Here is the code I used to calculate the attention forward process originally:

def forward(self, x: torch.Tensor) -> torch.Tensor:

        B, H, W, _ = x.shape

        # qkv with shape (3, B, nHead, H * W, C)
        qkv = self.qkv(x).reshape(B, H * W, 3, self.num_heads, -1).permute(2, 0, 3, 1, 4)
        # q, k, v with shape (B * nHead, H * W, C)
        q, k, v = qkv.reshape(3, B * self.num_heads, H * W, -1).unbind(0)

        attn = (q * self.scale) @ k.transpose(-2, -1)

        if self.use_rel_pos:
            attn = add_decomposed_rel_pos(attn, q, self.rel_pos_h, self.rel_pos_w, (H, W), (H, W))

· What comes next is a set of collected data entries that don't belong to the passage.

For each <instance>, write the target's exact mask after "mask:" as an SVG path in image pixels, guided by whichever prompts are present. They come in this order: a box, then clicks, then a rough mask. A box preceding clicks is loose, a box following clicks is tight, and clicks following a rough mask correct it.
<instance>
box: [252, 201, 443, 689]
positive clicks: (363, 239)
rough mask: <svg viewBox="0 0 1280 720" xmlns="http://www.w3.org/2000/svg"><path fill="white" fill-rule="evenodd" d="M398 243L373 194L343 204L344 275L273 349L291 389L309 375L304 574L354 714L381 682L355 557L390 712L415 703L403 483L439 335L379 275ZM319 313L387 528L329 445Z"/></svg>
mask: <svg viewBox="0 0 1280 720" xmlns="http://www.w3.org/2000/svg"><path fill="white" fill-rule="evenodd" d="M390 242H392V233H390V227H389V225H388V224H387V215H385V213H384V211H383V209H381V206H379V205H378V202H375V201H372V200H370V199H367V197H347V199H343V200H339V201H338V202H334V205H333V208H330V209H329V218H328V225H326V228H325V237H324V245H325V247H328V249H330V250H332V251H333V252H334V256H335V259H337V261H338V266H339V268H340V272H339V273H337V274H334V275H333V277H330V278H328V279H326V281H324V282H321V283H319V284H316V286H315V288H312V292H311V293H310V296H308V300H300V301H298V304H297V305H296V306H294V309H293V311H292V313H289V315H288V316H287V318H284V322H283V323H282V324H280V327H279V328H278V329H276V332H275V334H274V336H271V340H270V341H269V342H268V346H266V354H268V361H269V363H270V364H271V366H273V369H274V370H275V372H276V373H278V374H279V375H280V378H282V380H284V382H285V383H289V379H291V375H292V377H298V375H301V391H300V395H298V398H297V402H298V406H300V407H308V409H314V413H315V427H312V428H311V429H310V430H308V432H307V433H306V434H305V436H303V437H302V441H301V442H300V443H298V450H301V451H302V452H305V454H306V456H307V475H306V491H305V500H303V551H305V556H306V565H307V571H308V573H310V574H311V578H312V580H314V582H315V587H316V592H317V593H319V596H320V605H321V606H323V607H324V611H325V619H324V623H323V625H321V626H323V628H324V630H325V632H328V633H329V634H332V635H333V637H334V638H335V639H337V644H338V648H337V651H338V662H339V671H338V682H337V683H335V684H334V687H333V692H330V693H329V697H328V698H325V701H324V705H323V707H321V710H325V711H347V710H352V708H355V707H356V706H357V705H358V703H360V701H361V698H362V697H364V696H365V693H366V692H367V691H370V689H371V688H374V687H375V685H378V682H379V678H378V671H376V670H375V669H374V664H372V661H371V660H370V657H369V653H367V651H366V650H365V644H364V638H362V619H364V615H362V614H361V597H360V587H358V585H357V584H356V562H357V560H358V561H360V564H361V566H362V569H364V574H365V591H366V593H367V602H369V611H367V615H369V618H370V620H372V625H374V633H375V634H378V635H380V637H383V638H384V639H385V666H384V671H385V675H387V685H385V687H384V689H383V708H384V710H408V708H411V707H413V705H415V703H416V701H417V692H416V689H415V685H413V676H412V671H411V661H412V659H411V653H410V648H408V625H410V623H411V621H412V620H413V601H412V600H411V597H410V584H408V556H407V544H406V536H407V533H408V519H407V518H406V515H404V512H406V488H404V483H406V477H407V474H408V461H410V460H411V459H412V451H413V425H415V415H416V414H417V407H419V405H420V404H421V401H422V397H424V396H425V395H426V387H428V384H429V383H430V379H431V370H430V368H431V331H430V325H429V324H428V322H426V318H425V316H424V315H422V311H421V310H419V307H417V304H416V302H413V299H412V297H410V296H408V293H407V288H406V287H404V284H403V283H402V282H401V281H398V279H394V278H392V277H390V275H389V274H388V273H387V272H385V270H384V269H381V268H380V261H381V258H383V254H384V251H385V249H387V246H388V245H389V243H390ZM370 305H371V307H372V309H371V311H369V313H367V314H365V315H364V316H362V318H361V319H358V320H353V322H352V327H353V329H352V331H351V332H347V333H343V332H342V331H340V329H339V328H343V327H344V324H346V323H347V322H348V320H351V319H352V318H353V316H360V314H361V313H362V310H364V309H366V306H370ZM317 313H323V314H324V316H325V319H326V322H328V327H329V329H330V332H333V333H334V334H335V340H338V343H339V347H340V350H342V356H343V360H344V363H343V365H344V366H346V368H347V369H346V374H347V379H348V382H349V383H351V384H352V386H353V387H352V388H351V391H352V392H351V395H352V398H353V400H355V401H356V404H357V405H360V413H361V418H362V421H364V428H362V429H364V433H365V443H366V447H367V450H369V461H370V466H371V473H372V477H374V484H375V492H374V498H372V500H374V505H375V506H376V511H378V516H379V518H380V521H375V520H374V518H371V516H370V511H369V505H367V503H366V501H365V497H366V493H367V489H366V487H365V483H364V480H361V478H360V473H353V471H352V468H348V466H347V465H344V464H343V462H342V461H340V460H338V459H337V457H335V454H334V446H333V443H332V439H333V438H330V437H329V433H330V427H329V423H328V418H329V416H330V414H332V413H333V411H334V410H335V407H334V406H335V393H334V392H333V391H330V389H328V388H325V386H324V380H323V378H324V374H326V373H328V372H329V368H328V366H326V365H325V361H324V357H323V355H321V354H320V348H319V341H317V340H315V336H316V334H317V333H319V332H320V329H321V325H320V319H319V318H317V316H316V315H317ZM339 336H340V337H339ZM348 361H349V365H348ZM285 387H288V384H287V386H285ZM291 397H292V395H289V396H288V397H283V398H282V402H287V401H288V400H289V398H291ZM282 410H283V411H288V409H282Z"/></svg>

        attn = attn.softmax(dim=-1)
        x = (attn @ v).view(B, self.num_heads, H, W, -1).permute(0, 2, 3, 1, 4).reshape(B, H, W, -1)

        x = self.proj(x)

        return x

Here is my modified code for computing the attention forward process using LIGHTNING ATTENTION:

def forward(self, x: torch.Tensor) -> torch.Tensor:
        B, H, W, _ = x.shape

        # qkv with shape (B, H * W, 3, num_heads, C)
        qkv = self.qkv(x).reshape(B, H * W, 3, self.num_heads, -1).permute(2, 0, 3, 1, 4)
        q, k, v = qkv.unbind(0)  # unbind the 3 tensors

        # build slope tensor for Lightning Attention
        slope_tensor = _build_slope_tensor(self.num_heads).to(x.device).to(torch.float32)

        # compute attention using Lightning Attention
        attn = lightning_attn_func(q, k, v, slope_tensor)

        # reshape attention output
        attn = attn.view(B, H, W, -1)

        # final projection
        x = self.proj(attn)

        return x

Hello, Lightning Attention is an acceleration of Linear Attention and is not suitable for models that utilize Softmax Attention (i.e., flash attention). Direct replacement would result in a significant decrease in performance, and at the very least, some fine-tuning steps are necessary. You can refer to this paper for more information.

Hello, Lightning Attention is an acceleration of Linear Attention and is not suitable for models that utilize Softmax Attention (i.e., flash attention). Direct replacement would result in a significant decrease in performance, and at the very least, some fine-tuning steps are necessary. You can refer to this paper for more information.

Thanks, according to you, am I to understand that if I originally used a normal self-attention mechanism (which usually includes Softmax), if I just directly replace it with Lightning Attention, the performance will be significantly degraded and need to be fine-tuned or re-trained right? Whereas if I originally used Linear Attention, the impact may not be as significant?

Yes, you can understand it that way. In fact, when using Linear Attention, we directly employ Lightning Attention for acceleration during the training phase.

Yes, you can understand it that way. In fact, when using Linear Attention, we directly employ Lightning Attention for acceleration during the training phase.

fine, I got it, thank you very much!